IT WASN'T supposed to happen this way. Wary investors, traders and financial experts watching the approach of the Jan. 15 United Nations deadline fully expected a surge in oil prices and a plunge in the stock market at the first signs of a shooting war in the Persian Gulf. After all, crude oil prices had reached a record $41.15 a barrel a few weeks after Iraq invaded Kuwait on Aug. 2. War anxieties and recession fears also had caused the stock market, for the first time in six years, to close out the year below where it opened. Instead, with the news of Operation Desert Storm's early successes, the Dow Jones industrial average soared 114.60 on Thursday -- the second largest rally in its history -- and continued to climb on Friday by another 23.27 points, closing at 2646.78. Crude oil prices took off in the opposite direction, plunging a record $10.56 on Thursday, falling $2.19 lower on Friday to close at $19.25 a barrel. Ending the week, the markets clearly were bullish on the prospects for early allied military victory. However, market sensitivity to good and bad news, and President Bush's admonition, "War is never cheap or easy," suggest that prices are likely to be volatile rather than continue on their present favorable course.

Nonetheless, the decline in oil prices is much-welcomed news, especially to the U.S. economy. Speaking to a Washington Post luncheon for area business leaders last Tuesday, Federal Reserve Chairman Alan Greenspan said the economy shows signs of bottoming out after its slide into a recession during the fourth quarter. But he cautioned that the wild card is still the Persian Gulf, which has already disrupted the economy. The length of the war and the safety of the world's oil supply are keys to the fate of the global economy, including ours. "Fortunately, for the moment the evidence seems to confirm {this as} a recession of moderate dimensions and not one of extreme difficulty," said Mr.
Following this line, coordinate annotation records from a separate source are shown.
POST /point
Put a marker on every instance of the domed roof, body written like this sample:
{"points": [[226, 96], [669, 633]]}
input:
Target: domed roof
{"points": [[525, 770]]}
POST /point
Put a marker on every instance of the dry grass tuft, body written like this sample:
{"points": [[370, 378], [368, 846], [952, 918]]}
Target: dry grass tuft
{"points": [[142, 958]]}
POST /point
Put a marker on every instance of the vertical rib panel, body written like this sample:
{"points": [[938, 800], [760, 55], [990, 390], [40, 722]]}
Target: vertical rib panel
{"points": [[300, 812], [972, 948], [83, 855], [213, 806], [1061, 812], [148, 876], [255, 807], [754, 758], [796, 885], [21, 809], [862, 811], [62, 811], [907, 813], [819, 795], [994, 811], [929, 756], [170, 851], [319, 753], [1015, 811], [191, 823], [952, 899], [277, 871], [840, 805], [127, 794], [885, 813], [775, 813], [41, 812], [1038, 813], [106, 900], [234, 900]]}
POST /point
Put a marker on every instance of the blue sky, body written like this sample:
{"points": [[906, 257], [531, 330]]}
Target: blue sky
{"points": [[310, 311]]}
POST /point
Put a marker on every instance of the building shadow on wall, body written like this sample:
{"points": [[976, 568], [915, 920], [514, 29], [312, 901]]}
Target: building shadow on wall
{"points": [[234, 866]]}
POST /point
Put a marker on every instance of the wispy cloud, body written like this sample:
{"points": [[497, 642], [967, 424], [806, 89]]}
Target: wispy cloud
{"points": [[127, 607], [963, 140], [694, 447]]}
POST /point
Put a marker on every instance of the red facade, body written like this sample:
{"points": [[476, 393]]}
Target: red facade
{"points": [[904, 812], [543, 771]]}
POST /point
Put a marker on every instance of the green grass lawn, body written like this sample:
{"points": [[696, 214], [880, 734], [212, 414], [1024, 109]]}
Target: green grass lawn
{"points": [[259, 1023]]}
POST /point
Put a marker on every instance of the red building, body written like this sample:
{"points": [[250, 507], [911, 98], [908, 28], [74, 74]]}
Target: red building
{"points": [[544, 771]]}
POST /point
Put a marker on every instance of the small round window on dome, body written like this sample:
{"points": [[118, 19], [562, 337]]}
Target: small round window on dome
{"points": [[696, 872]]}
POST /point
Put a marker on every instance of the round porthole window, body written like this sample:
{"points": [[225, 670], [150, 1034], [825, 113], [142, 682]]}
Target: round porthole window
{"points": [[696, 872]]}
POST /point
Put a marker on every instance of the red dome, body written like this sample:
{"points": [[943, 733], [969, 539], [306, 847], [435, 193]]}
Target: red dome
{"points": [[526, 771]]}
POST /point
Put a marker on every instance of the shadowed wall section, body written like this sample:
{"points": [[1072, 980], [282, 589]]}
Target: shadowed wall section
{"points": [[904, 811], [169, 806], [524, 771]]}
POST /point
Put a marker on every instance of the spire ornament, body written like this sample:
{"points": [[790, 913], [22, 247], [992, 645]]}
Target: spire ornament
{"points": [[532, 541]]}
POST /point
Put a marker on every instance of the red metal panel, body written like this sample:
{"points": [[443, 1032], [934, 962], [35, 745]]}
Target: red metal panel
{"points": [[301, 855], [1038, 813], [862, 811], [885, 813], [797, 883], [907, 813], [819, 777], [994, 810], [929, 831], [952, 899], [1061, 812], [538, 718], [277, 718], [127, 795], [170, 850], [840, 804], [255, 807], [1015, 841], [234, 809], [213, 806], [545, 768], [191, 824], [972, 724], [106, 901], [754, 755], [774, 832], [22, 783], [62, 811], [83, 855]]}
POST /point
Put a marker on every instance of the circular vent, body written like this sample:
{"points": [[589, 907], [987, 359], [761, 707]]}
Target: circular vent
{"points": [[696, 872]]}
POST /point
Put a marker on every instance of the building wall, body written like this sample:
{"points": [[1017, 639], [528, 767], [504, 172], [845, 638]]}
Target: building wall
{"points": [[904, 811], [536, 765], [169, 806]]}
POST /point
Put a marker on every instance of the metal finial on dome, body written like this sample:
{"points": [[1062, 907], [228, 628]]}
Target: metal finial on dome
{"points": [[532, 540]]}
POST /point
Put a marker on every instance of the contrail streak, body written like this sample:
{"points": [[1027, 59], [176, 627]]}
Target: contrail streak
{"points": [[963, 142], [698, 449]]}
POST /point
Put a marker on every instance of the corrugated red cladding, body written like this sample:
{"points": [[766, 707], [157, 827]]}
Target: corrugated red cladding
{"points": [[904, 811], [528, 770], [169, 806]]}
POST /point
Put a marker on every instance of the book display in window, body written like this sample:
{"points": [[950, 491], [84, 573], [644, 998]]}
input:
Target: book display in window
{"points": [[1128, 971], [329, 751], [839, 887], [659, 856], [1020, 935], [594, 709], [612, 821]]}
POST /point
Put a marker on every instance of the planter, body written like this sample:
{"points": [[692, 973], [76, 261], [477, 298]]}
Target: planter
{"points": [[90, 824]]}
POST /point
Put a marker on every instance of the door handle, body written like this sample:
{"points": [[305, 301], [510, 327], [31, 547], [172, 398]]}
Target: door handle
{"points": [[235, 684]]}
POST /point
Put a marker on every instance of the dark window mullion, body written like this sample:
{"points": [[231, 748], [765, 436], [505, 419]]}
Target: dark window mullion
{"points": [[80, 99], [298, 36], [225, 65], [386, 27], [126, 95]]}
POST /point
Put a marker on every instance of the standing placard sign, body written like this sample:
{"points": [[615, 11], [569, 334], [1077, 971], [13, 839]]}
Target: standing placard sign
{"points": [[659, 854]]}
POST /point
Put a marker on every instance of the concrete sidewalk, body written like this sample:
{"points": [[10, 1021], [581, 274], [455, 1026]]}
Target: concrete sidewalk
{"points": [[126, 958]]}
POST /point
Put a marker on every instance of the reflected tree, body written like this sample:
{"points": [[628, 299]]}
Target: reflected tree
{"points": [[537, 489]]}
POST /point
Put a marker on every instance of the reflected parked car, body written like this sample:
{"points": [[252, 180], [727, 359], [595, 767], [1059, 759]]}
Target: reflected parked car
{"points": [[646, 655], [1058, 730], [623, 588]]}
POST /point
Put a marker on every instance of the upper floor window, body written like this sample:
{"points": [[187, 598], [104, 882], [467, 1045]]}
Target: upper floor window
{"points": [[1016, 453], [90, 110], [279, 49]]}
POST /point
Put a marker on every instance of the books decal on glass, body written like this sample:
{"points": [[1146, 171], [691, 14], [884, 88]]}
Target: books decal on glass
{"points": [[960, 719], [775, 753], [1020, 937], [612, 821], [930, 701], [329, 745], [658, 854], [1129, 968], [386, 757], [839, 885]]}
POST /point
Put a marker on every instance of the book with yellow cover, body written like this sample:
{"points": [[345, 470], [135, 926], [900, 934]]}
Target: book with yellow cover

Greenspan.

Uncertainty remains the watchword, however. The financial and real estate industries are under severe stress, with bank failures now coming on the heels of record savings and loan institution collapses. Many companies are heavily leveraged, owing to the merger and acquisitions mania of the '80s and thus least equipped to cope with a recession of any serious duration. On the plus side, falling energy prices and fewer petroleum imports are causing inflation fears to recede. The payoff for those developments shows up in the form of lower interest rates and a narrowing trade deficit. The worst may not be over, either in the Persian Gulf or with the U.S. economy; only the weeks ahead will tell. But all in all, last week wasn't as bad as initially feared.